Stimulate the economy
Economist Stephen Forbes points out that apart from being a social safety net, remittances at Christmas also stimulate the economy since there are more funds to spend.
“If you look at the figures, remittances during Christmas are sometimes as much as 70 to 80 percent higher than some of the other months. Normally, recipients use it to pay bills, provide for their families or other necessities. In Christmas, because of the increase in volume, whether from those who receive it just this time of the year, or those who receive a little more, it benefits the economy because it acts like a stimulus,” he explained.
Horace Hines, general manager, JN Money Services, owners and operators of the JN Money brand, adds that remittances at Christmas is important for many Jamaicans because it also helps to maintain family bonds.
“For many families, there is not always the opportunity to come together because of insufficient funds, there is no time, or they are separated by distance. During Christmas, many families look forward to spending time with each other, and one of the things that makes this possible for many families is funds sent from abroad,” Hines affirmed.

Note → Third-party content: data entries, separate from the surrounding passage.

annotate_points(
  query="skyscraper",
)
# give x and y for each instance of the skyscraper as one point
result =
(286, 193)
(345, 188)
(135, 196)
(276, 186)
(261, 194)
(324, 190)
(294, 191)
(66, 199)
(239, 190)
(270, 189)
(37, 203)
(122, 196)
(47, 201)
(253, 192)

“Prior to the pandemic, families would travel to spend time with each other, and funds from abroad help with offsetting some of the expenses associated with planning and hosting the Christmas gathering. For many families, if there were no funds from abroad, having a gathering would be challenging. So, in addition to being a social safety net, remittances also keep families connected,” he added.
Forbes adds that with remittances representing, on average, about 17 percent of Jamaica’s gross domestic product, its benefits to the economy are far-reaching.
“For many families, it helps with the school fees and bills; and at this time of the year, ensures that they can enjoy the good cheer of the Christmas season. So, it is a social safety net all-year round,” he stated.